Александр Францкевич: «У меня появилась уверенность в собственных силах»
Александр Францкевич, прийдя в Правозащитный центр «Вясна» в день освобождения из Ивацевичской колонии № 22, первым делом попросил бумагу и конверты, чтобы написать письма друзьям. Это занятие постоянно прерывалось звонками и визитами журналистов с поздравлениями и расспросами о трех годах в неволе политзаключенного, осужденного по «делу анархистов». Кое-что Александр рассказал и в интервью для сайта «Вясны».
Александр, в интервью, которые Вы успели дать в первые часы после освобождения, ни на что не жалуетесь. Неужели всё было так гладко?
- Конечно, не всё так гладко. Я просто считаю, что та атмосфера страха, которая создается в нашем обществе – ее не нужно укреплять. То есть, с одной стороны, конечно, нужно рассказывать о репрессиях в отношении людей, которые находятся за решеткой – и политзаключенных, и просто заключенных. Но, с другой стороны, тем самым создается тотальная атмосфера страха в нашем обществе… Я не хочу участвовать в этом. Не хочу запугивать людей, чтобы они затем думали: а что же будет со мной, если я попаду в тюрьму – ведь меня там сломают… Возможно, у некоторых людей есть неуверенность по поводу себя, и я не хотел бы способствовать тому, чтобы их что-то отпугивало от гражданской активности. Я считаю, что если у человека есть убеждения и принципы, то он все это выдержит. Во всяком случае, я угрозы своей жизни там не видел.
То есть, целенаправленные попытки сломать вас вы на себе ощутили?
- Да, конечно. И на себе ощутил и наблюдал со стороны. Если в отношении меня это касалось каких-то решений «сверху» (это не было связано конкретно с моими отношениями с администрацией колонии), то я видел такие же примеры воздействия и на других людей, связанные с их конфликтами с начальником колонии, с заместителем начальника колонии. Люди просто занимали принципиальную позицию в некоторых моментах, кто-то даже писал жалобы и за это их довольно серьезно прессовали.

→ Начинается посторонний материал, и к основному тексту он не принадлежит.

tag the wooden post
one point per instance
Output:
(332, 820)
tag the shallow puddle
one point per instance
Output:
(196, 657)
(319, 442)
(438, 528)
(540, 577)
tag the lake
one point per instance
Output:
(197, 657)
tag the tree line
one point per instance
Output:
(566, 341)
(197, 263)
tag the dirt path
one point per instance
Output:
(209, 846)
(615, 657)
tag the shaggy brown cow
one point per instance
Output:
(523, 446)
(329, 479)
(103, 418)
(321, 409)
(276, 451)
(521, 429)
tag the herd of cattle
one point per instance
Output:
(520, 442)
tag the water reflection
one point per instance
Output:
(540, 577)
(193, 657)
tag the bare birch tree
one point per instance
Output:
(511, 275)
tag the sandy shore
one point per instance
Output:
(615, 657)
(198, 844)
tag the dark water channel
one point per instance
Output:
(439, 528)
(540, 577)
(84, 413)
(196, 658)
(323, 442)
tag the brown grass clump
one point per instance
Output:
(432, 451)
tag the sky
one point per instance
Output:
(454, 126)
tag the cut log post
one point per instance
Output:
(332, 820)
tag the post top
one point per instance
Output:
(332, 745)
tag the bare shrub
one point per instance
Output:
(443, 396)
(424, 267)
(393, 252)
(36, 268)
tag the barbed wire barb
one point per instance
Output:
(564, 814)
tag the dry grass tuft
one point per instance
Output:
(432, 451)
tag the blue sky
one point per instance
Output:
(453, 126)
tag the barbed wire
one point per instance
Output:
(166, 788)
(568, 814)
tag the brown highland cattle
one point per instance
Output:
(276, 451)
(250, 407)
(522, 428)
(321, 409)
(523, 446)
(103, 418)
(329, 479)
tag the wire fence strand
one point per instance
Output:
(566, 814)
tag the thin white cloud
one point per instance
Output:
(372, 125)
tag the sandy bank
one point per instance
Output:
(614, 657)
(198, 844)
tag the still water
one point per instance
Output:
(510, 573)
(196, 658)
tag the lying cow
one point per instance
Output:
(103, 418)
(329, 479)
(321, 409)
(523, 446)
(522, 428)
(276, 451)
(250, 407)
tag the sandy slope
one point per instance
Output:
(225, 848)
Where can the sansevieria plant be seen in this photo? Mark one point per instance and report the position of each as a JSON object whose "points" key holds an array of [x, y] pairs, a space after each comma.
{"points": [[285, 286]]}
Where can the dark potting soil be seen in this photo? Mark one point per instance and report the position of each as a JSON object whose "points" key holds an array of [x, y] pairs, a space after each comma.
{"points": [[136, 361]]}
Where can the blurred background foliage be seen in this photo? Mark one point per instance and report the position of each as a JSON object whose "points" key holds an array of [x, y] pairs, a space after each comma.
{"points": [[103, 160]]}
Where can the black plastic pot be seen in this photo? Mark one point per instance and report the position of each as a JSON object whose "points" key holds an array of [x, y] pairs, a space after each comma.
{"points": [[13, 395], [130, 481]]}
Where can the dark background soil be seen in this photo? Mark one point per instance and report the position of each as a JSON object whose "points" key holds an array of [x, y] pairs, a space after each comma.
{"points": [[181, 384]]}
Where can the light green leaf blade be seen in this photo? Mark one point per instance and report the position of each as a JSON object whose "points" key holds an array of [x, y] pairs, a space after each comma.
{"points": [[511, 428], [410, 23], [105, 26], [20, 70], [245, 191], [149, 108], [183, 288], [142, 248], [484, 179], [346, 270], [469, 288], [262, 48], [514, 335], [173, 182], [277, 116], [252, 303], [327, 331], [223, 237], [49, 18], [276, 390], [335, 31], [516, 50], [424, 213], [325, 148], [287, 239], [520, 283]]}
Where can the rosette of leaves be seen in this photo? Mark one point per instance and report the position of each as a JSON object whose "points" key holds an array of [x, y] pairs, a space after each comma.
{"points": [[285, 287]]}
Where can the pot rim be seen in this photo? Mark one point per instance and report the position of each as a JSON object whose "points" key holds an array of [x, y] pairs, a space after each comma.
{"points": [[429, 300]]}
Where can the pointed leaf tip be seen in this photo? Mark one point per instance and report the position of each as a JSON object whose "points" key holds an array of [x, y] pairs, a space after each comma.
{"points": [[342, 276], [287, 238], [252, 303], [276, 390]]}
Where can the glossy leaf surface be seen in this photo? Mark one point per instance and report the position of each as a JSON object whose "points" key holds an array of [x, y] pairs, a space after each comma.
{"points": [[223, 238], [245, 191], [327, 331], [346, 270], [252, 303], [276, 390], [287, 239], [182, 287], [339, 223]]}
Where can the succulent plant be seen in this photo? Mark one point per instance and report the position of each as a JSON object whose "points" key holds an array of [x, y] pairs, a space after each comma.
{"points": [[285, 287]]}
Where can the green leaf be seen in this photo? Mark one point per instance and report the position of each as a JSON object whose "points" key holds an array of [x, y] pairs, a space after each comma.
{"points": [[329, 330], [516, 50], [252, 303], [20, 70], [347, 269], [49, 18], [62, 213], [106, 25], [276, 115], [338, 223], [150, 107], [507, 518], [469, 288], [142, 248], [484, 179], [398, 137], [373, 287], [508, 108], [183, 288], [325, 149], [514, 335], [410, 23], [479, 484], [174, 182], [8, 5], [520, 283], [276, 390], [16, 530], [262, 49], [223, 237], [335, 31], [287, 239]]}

Что из того, что уже к счастью осталось позади, было самым сложным?
- Самым сложным для меня было предательство моих друзей в самом начале, когда я полностью рассчитывал на их принципиальность, а они оказались не теми, кем хотели казаться. Ну и, конечно, когда уже началась тема помилования - изоляция от других заключенных, когда вокруг меня создавались такие условия, тоже было тяжело. Но и в начале следствия и в колонии оставались люди, с которыми я был дружен, несмотря ни на что. Несмотря на изоляцию, на все эти способы давления, были люди, которые оставались людьми, и я помню о них.
В колонии Вы ощутили на себе, что такое быть «политическим»?
- Да. У Солженицына есть такая трактовка, по которой политический – это тот, кто может отказом от своих убеждений получить свободу. Я полностью разделяю это, я на себе это ощутил, потому что мне это предлагали.
А если говорить об отношении со стороны заключенных, то восторженность какую-то это вызывало разве в среде коммерсантов, то есть осужденных по экономическим статьям. Они интересуются общественной жизнью, политикой, и, конечно, нам было интересно общаться. А в массе своей зэки циничны, любую идею они ставят в рамки собственной выгоды, не могут поверить в то, что человек может искренне придерживаться каких-то взглядов, иметь какую-то гражданскую позицию. Для них все это либо казалось фарсом, либо вообще они этому никакого значения не придавали. Там господствует своя идеология. Тем более, мой анархизм, отрицающий власть… Ведь какая разница – власть администрации или власть вора. Я ничем не мог заинтересовать основную массу зеков.
Вы отслеживали судьбы остальных политзаключенных?
- Конечно. Я читал о них в газетах, интересовался у тех, с кем переписывался. Ведь у всех нас общая судьба, несмотря на различия в политических взглядах. И, конечно, я сопереживал им, несмотря на идеологические расхождения. Какие-то моменты характеров тех же Статкевича, Автуховича, Дашкевича мне импонируют, они мне симпатичны.
В неволе у вас было время покопаться в себе. Нашли что-то ранее не известное в себе самом?
- Конечно. Это даже выразилось в том, что я на чал писать. Я и раньше пробовал, но никак не удавалось закончить. А когда был в лагере, особенно в ПКТ [помещение камерного типа – ред.], смог что-то написать, и это, как мне известно, опубликовано. Хоть вряд ли у меня есть литературный талант, я все-таки технарь, программист. Но в любом случае для меня такой опыт был интересен. Я за это время прочел много литературы. Расширил горизонты своего сознания, можно сказать. И, конечно, у меня появилась уверенность в собственных силах. Я понял, что ничего сверхгероического не требуется, чтобы противостоять этой системе, просто нужно действительно верить в то, что ты говоришь.